Des proches et collègues de Samuel Paty pendant la Marche Blanche, à Conflans-Sainte-Honorine, le 20 octobre 2020. (Crédit : Bertrand Guay/AFP)
Des proches et collègues de Samuel Paty pendant la Marche Blanche, à Conflans-Sainte-Honorine, le 20 octobre 2020. (Crédit : Bertrand Guay/AFP)

Les quatre hommes, condamnés en première instance à des peines de 13 à 16 ans de réclusion criminelle pour leur rôle dans l’assassinat, en octobre 2020, du professeur Samuel Paty par un islamiste tchétchène, ont contesté les faits qui leur sont reprochés, lundi, à l’ouverture de leur procès en appel.

L’enseignant d’histoire-géographie avait été décapité le 16 octobre 2020 aux abords du collège du Bois-d’Aulne, à Conflans-Sainte-Honorine (Yvelines), par Abdoullakh Anzorov, abattu par la police juste après le crime.

Lors du procès en première instance, les huit accusés (sept hommes et une femme) avaient tous été reconnus coupables et condamnés à des peines allant d’un à 16 ans de prison.

Quatre d’entre eux sont rejugés devant la cour d’assises d’appel spéciale de Paris jusqu’au 27 février.

Parmi eux figurent deux amis d’Anzorov, Naïm Boudaoud et Azim Epsirkhanov, condamnés à 16 ans de réclusion pour complicité d’assassinat, ainsi que Brahim Chnina et le prédicateur islamiste Abdelhakim Sefrioui, qui avaient écopé respectivement de 13 et 15 ans de réclusion pour association de malfaiteurs terroriste. Ils sont accusés d’avoir participé à la campagne de haine ayant conduit à l’assassinat de l’enseignant.

Les quatre autres personnes qui n’ont pas fait appel étaient en contact avec Anzorov sur les réseaux sociaux.

Mensonge

Tout est né du mensonge d’une élève de 13 ans, la fille de Brahim Chnina, qui a accusé le professeur d’avoir discriminé les élèves musulmans de sa classe lors d’un cours sur la liberté d’expression, au cours duquel il avait présenté une caricature de Mahomet. Elle n’y avait pourtant pas assisté, mais son mensonge avait été massivement relayé sur les réseaux sociaux par son père et Abdelhakim Sefrioui.

Après plusieurs jours d’une campagne virulente ciblant l’enseignant de 47 ans, ce dernier a été tué par Abdoullakh Anzorov, un islamiste radical tchétchène.

En décembre 2024, les magistrats de la cour d’assises spéciale de Paris ont admis que Brahim Chnina et Abdelhakim Sefrioui ne connaissaient pas l’assassin.

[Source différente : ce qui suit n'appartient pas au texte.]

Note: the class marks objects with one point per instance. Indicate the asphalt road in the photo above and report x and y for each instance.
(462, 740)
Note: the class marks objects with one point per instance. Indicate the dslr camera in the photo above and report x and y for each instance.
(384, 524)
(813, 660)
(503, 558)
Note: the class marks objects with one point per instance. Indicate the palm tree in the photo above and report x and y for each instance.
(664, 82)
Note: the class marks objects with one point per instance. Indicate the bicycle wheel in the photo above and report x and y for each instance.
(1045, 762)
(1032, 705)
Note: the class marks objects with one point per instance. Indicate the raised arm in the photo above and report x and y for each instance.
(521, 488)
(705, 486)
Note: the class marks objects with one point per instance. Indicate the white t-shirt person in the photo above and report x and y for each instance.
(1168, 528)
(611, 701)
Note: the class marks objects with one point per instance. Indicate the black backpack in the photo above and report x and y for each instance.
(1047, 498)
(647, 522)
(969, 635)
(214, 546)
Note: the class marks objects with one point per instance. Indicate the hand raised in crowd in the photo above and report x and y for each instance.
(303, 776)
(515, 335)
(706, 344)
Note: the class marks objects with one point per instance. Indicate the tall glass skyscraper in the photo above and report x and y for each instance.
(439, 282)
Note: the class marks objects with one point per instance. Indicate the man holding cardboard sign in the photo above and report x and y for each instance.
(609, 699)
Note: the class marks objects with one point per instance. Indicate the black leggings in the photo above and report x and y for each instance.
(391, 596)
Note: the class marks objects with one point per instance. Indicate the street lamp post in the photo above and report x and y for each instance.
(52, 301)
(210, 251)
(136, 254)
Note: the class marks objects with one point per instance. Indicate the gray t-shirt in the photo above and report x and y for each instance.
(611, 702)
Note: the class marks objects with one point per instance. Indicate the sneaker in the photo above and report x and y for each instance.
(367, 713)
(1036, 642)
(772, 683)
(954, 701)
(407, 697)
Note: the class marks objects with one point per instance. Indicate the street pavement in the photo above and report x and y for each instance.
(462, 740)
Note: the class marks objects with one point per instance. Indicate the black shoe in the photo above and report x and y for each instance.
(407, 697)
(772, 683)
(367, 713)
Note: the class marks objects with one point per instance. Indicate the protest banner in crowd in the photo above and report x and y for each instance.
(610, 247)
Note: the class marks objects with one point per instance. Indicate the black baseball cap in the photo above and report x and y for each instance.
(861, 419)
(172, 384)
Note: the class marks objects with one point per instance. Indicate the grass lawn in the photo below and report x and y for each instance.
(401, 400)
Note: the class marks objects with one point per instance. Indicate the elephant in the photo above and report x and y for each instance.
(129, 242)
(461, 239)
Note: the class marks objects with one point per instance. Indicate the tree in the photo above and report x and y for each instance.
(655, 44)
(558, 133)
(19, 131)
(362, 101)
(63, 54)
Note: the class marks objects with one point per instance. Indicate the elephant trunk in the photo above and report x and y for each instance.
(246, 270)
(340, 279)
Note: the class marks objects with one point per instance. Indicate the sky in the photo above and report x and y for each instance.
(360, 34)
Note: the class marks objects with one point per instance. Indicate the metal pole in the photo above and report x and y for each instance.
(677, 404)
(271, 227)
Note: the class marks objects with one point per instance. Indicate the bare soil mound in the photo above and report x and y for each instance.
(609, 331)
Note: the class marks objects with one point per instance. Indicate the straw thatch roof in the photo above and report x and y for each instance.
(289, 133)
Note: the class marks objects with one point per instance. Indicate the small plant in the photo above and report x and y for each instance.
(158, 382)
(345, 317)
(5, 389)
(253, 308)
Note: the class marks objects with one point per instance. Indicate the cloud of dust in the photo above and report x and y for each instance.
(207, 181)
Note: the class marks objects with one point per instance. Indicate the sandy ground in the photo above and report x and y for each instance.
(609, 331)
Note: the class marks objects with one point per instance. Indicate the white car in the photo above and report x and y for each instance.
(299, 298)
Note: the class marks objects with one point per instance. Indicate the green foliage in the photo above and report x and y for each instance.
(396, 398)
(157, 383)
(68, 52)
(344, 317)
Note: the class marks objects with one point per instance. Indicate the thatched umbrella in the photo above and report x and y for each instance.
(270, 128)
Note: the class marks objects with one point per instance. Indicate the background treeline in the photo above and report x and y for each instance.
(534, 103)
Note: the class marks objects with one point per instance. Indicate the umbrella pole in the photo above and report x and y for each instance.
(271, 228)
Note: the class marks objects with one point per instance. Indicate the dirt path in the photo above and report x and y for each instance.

Cependant, selon les juges, « les deux accusés ont, en connaissance de cause, pris le risque, malgré les menaces visant Samuel Paty, qu’une atteinte volontaire à son intégrité physique soit portée par un tiers, violent et radicalisé, qui est devenu leur bras armé ». Ils « ont contribué à créer un état d’esprit propre à susciter le crime », « en attisant la colère et la haine d’un esprit radicalisé ».

Concernant les proches d’Anzorov, les magistrats de première instance ont retenu qu’ils étaient « parfaitement » conscients de la dangerosité de leur ami et qu’ils l’avaient pourtant aidé, notamment dans sa recherche d’armes.

À l’issue de la première journée d’audience, largement consacrée à des questions d’organisation et à la lecture du rapport retraçant les faits et les investigations, la présidente a donné la parole aux quatre hommes assis dans le box des accusés.

Tous ont contesté les faits qui leur étaient reprochés.

« Je voulais présenter mes excuses, dire que je regrette infiniment et dire que je ne reconnais pas les faits », a déclaré Brahim Chnina.

« Je suis totalement innocent et je suis en réalité accablé chaque fois que j’entends l’acte d’accusation », a déclaré de son côté Abdelhakim Sefrioui.

Pour les conseils de Brahim Chnina, Mes Frank Berton et Louise Tort, dans ce dossier, « on a une extension de l’association de malfaiteurs terroriste » qui « n’est pas normale » ni « légitime ».

La défense de Sefrioui attend de son côté que la cour d’assises d’appel reconnaisse « l’innocence » du prédicateur.

« Il y a une évidence matérielle dans ce dossier : il ne connaissait pas l’auteur de l’attentat et celui-ci n’avait absolument pas vu la vidéo dans laquelle il apparaissait », a déclaré avant le début du procès l’un de ses avocats, Me Vincent Brengarth.

Les avocats ont demandé que le ministre de l’Intérieur, Laurent Nuñez, et l’ex-ministre de la Justice, Éric Dupond-Moretti, soient cités comme témoins afin de les entendre « sur les défaillances qui ont conduit à l’assassinat ».

Toutefois, leur présence, prévue vendredi, est incertaine.